Несмотря на то что Пахом Пахомыч был далеко не бедным человеком, тратиться на одежду он считал излишним. И донашивал вещи, которые отдавал ему Храповицкий, при очередной смене своего гардероба.
– Куда я теперь мокрый денусь? – негодовал Пахом Пахомыч. – Как я домой поеду!
– А ты здесь живи! – предложил Виктор. – У Васи в фонтане. Вася всем будет говорить, что ты крокодил. Гостям тебя показывать. Кормить бесплатно.
И, прежде чем Пахом Пахомыч успел что-то возразить, он вновь пихнул его в воду. Пахом Пахомыч на сей раз упал в фонтан на четвереньки и, отплевываясь, зашелся в брани. Женщины смеялись до слез. Виктор, чувствуя себя героем, снисходительно улыбался. Николаша взирал на него с завистью, жалея, что не он это все придумал.
Ирина опять покривилась. Вася это заметил.
– Пойдемте, я покажу вам дом, – предложил Вася. Он был уже порядком навеселе, и ему не терпелось похвастаться.
– Я тоже с вами пойду, – сообщил вернувшийся Николаша.

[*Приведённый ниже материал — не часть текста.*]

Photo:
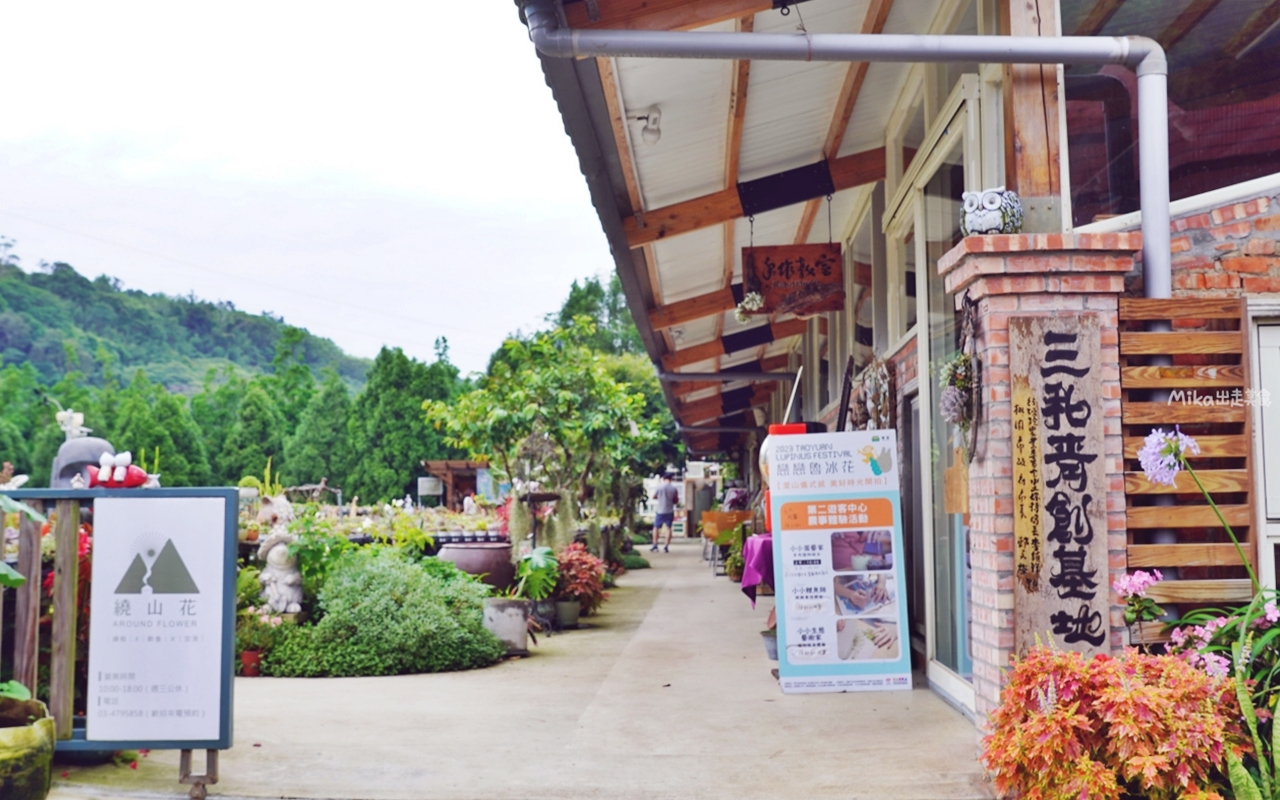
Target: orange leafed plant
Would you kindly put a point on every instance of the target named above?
(1150, 726)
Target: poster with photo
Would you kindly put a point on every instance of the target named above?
(159, 603)
(837, 543)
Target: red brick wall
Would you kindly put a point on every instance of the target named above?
(1228, 251)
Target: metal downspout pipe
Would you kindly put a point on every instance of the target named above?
(1143, 54)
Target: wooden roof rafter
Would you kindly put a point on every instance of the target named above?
(725, 205)
(1188, 19)
(877, 14)
(1098, 17)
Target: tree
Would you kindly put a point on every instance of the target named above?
(13, 447)
(319, 447)
(292, 384)
(549, 411)
(215, 410)
(254, 438)
(388, 435)
(187, 462)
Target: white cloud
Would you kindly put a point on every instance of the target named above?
(383, 173)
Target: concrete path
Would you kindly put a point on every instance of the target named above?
(668, 694)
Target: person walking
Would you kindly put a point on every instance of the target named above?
(668, 498)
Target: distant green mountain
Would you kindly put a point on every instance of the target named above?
(60, 320)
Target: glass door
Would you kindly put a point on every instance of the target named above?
(952, 583)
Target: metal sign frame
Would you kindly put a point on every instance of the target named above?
(77, 743)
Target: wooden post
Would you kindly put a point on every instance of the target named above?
(62, 672)
(26, 647)
(1032, 118)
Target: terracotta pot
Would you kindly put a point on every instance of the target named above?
(492, 561)
(251, 663)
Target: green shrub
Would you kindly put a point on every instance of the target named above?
(635, 561)
(385, 615)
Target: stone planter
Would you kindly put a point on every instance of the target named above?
(26, 758)
(485, 558)
(567, 612)
(507, 620)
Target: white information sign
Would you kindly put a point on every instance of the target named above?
(155, 656)
(837, 562)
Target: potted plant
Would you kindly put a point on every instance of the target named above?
(255, 634)
(507, 617)
(580, 584)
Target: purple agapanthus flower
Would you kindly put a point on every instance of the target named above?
(1162, 453)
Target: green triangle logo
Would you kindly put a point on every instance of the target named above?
(169, 574)
(135, 577)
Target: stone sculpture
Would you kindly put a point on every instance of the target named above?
(991, 211)
(280, 579)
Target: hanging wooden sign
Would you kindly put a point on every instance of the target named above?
(795, 278)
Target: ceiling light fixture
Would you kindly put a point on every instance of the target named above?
(652, 119)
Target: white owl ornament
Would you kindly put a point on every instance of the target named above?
(991, 211)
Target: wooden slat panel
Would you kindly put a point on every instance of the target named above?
(1211, 447)
(1194, 554)
(693, 309)
(1178, 343)
(1187, 516)
(1214, 480)
(27, 606)
(1182, 376)
(1180, 309)
(1225, 590)
(62, 668)
(1179, 414)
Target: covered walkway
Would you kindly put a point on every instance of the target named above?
(667, 695)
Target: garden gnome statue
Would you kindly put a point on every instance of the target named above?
(280, 579)
(78, 452)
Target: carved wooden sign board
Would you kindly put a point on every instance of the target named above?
(796, 278)
(1061, 588)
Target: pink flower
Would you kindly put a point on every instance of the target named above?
(1136, 585)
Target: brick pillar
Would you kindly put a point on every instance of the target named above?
(1031, 275)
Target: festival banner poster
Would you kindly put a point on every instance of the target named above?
(837, 562)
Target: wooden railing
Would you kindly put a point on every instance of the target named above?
(1205, 391)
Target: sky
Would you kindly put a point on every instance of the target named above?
(378, 173)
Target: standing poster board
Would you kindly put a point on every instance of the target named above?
(837, 544)
(161, 620)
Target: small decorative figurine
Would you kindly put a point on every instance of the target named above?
(991, 211)
(280, 579)
(117, 472)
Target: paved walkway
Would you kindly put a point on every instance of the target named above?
(667, 695)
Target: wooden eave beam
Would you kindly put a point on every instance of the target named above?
(661, 14)
(1258, 24)
(1098, 17)
(716, 348)
(1188, 19)
(693, 309)
(877, 13)
(855, 169)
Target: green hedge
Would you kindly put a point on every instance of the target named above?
(387, 615)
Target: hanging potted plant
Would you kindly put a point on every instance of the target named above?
(580, 584)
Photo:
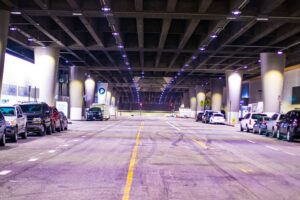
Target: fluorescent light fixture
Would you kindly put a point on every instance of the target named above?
(15, 12)
(105, 9)
(262, 19)
(77, 14)
(236, 12)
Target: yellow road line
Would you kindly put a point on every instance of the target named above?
(201, 144)
(131, 165)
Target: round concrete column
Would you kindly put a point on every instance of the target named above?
(272, 69)
(234, 88)
(193, 101)
(76, 93)
(46, 65)
(4, 16)
(89, 86)
(216, 94)
(200, 93)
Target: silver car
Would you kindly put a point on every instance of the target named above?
(272, 124)
(15, 122)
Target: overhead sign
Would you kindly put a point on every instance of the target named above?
(102, 92)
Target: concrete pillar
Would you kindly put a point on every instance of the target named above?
(186, 100)
(46, 66)
(89, 86)
(76, 93)
(272, 69)
(200, 94)
(4, 16)
(216, 94)
(234, 87)
(193, 101)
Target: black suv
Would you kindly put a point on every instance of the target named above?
(94, 113)
(289, 127)
(38, 117)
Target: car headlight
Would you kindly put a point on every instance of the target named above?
(37, 120)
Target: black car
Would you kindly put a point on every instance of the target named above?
(2, 130)
(38, 117)
(94, 113)
(289, 127)
(260, 125)
(199, 116)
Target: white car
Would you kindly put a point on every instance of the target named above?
(217, 118)
(249, 120)
(15, 122)
(272, 124)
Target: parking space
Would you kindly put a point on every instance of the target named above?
(150, 158)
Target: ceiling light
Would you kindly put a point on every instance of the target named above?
(279, 52)
(15, 12)
(105, 9)
(77, 14)
(236, 12)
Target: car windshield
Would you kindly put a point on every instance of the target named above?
(257, 116)
(95, 109)
(8, 111)
(31, 108)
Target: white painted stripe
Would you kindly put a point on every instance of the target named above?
(4, 172)
(32, 159)
(292, 154)
(178, 129)
(273, 148)
(251, 141)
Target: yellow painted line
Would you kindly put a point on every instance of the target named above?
(131, 165)
(201, 144)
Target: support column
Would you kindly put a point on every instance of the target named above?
(272, 69)
(216, 94)
(89, 86)
(76, 93)
(234, 88)
(4, 16)
(193, 101)
(46, 65)
(200, 93)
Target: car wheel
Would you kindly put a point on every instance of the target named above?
(42, 131)
(278, 135)
(15, 136)
(289, 136)
(3, 140)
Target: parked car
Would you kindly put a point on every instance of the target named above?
(289, 127)
(206, 116)
(2, 130)
(16, 122)
(273, 124)
(249, 120)
(63, 121)
(217, 118)
(38, 117)
(94, 113)
(55, 120)
(260, 125)
(199, 116)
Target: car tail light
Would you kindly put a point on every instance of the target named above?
(295, 122)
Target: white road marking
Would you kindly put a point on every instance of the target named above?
(178, 129)
(273, 148)
(32, 159)
(4, 172)
(292, 154)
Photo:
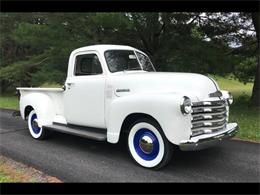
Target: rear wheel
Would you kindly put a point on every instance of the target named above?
(148, 145)
(36, 131)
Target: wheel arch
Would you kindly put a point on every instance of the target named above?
(131, 118)
(41, 103)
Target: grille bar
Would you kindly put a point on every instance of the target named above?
(208, 116)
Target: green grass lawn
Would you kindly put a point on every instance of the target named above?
(248, 118)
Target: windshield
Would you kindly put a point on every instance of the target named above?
(120, 60)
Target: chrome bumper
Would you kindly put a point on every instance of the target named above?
(207, 140)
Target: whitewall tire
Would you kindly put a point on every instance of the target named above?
(35, 131)
(148, 145)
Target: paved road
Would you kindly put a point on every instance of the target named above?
(75, 159)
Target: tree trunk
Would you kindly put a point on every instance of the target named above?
(255, 98)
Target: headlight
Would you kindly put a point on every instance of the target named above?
(230, 98)
(186, 105)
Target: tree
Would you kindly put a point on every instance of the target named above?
(241, 32)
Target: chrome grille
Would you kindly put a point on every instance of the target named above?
(208, 116)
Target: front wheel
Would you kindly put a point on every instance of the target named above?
(148, 145)
(36, 131)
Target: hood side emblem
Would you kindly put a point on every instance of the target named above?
(123, 90)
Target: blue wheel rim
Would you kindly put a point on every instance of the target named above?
(155, 151)
(35, 129)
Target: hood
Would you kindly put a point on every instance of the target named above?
(195, 86)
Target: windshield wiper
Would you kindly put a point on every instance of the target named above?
(134, 68)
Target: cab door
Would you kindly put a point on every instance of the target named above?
(84, 95)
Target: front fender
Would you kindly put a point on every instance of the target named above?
(41, 103)
(165, 108)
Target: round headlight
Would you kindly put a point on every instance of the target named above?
(186, 105)
(230, 98)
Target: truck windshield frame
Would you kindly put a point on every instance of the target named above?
(127, 60)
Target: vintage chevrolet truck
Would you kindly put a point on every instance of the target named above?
(114, 90)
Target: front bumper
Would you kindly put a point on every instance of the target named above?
(207, 140)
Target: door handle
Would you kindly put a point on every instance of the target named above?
(70, 83)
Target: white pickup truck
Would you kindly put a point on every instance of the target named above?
(114, 90)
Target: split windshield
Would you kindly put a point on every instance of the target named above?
(126, 60)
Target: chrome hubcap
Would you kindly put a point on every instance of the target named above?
(146, 144)
(35, 124)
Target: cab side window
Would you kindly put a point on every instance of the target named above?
(87, 64)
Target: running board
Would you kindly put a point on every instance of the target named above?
(86, 132)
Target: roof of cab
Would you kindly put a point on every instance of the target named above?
(103, 47)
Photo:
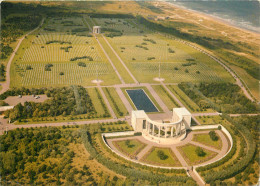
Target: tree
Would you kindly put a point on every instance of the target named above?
(199, 151)
(161, 155)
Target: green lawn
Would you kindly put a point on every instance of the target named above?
(148, 94)
(209, 120)
(142, 50)
(115, 101)
(48, 47)
(120, 68)
(189, 154)
(96, 102)
(190, 105)
(206, 140)
(165, 98)
(152, 158)
(131, 149)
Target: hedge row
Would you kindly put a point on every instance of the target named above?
(238, 167)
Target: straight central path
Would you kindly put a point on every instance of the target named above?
(107, 102)
(122, 62)
(112, 64)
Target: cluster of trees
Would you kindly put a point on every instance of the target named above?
(22, 148)
(228, 96)
(82, 57)
(242, 162)
(120, 113)
(213, 135)
(6, 50)
(64, 101)
(249, 65)
(200, 152)
(207, 42)
(203, 104)
(2, 72)
(13, 27)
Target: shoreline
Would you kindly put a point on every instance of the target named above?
(213, 17)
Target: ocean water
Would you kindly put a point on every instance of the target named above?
(243, 14)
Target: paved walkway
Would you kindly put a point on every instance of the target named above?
(187, 140)
(6, 84)
(122, 62)
(5, 126)
(178, 101)
(112, 64)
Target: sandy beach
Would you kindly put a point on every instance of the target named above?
(213, 17)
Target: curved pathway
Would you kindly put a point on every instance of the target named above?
(6, 84)
(188, 140)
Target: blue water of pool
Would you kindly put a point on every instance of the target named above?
(141, 100)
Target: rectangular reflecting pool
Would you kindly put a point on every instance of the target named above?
(141, 100)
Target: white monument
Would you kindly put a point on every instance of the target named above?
(164, 132)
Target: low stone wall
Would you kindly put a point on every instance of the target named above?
(212, 127)
(127, 158)
(215, 127)
(114, 134)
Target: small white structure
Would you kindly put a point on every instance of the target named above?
(96, 29)
(162, 132)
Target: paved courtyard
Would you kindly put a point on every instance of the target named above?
(174, 147)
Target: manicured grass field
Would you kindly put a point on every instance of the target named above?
(96, 102)
(148, 94)
(131, 149)
(172, 54)
(122, 71)
(60, 45)
(190, 105)
(152, 158)
(209, 120)
(206, 140)
(167, 101)
(191, 157)
(121, 111)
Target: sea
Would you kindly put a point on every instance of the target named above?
(240, 13)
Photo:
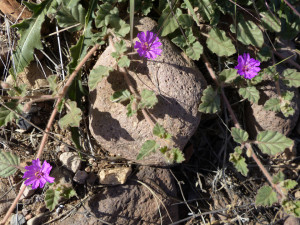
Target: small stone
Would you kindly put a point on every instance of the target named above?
(27, 192)
(80, 177)
(70, 160)
(114, 176)
(17, 219)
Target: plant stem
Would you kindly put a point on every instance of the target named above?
(237, 125)
(49, 125)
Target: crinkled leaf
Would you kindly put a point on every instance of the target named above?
(6, 115)
(270, 22)
(148, 99)
(228, 75)
(239, 161)
(167, 21)
(72, 118)
(67, 17)
(291, 78)
(239, 135)
(97, 74)
(277, 178)
(250, 93)
(30, 32)
(265, 196)
(248, 33)
(264, 54)
(289, 184)
(194, 51)
(51, 199)
(210, 101)
(8, 163)
(148, 147)
(272, 142)
(120, 96)
(219, 43)
(124, 61)
(160, 131)
(273, 104)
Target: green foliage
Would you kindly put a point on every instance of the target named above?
(239, 161)
(51, 198)
(120, 96)
(228, 75)
(147, 148)
(8, 163)
(265, 196)
(7, 115)
(291, 77)
(273, 104)
(97, 74)
(239, 135)
(272, 142)
(270, 22)
(250, 93)
(30, 32)
(210, 101)
(159, 131)
(72, 118)
(219, 43)
(148, 99)
(248, 33)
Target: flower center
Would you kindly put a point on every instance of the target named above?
(39, 174)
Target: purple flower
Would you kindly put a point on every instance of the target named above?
(247, 67)
(37, 175)
(148, 47)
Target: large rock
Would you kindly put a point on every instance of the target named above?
(258, 119)
(132, 203)
(178, 85)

– Да ты уже видел! – удивился Вася.
– Я уже забыл, – ответил Николаша. Он тоже был уже не трезв.
Площадь дома составляла, как нам с гордостью сообщил Вася, две тысячи квадратных метров с лишним. Широкие лестницы с затейливыми перилами были изготовлены из ценных пород дерева. В нишах между этажами стояли позолоченные статуи на тему излюбленных новорусских сюжетов: толстые пастушки, борзые собаки и даже мальчик со спущенными штанами, справляющий нужду.
Экскурсию Вася начал со второго этажа, со своего рабочего кабинета – огромного, в двух уровнях, разделявшихся ступеньками. На возвышении стоял массивный письменный стол с инкрустированной столешницей,
роскошные кресла в стиле ампир и два дивана с горками подушек. Пониже размещался мраморный камин с фигурной решеткой и неподалеку – игральный стол с рулеткой, точь-в-точь как в казино. Книг в кабинете не было вовсе.
– Я тут сменил несколько дизайнеров, – пояснял Вася с деланной небрежностью. – Но мне так ничего и не понравилось. Конечно, я взял некоторые их идеи. Но концепция в целом моя.
– А зачем вам стол с рулеткой? – полюбопытствовала Ирина.
– А вдруг придут друзья, захотят в рулетку сыграть, – туманно пояснил Вася.
– Резонно, – ответил я, сжимая ей руку. Но она не унялась.
– А книг здесь не предполагается? – интересовалась она.
– Я заказал в Москве библиотеку, – важно ответил Вася. – Антикварную. Ну, чтобы все книжки старинные были. Как в родовом поместье. Толстой там, этот еще, Достоевский. Шекспир, кстати, в оригинале. Такая у меня концепция. Хорошо, конечно, выглядит. Но уж больно дорого просят.
Из кабинета Вася сразу повел нас в ванную комнату, совмещенную с туалетом. В середине комнаты к потолку крепился телевизор.
– Здорово, да?! – указывая на телевизор, радовался Вася. – Я его велел так разместить, чтобы со всех точек было видно. И из ванной, и из душа, и с унитаза. Через зеркало. Концепция моя, – добавил он, сияя.
– Я себе тоже так же устрою! – пообещал Николаша.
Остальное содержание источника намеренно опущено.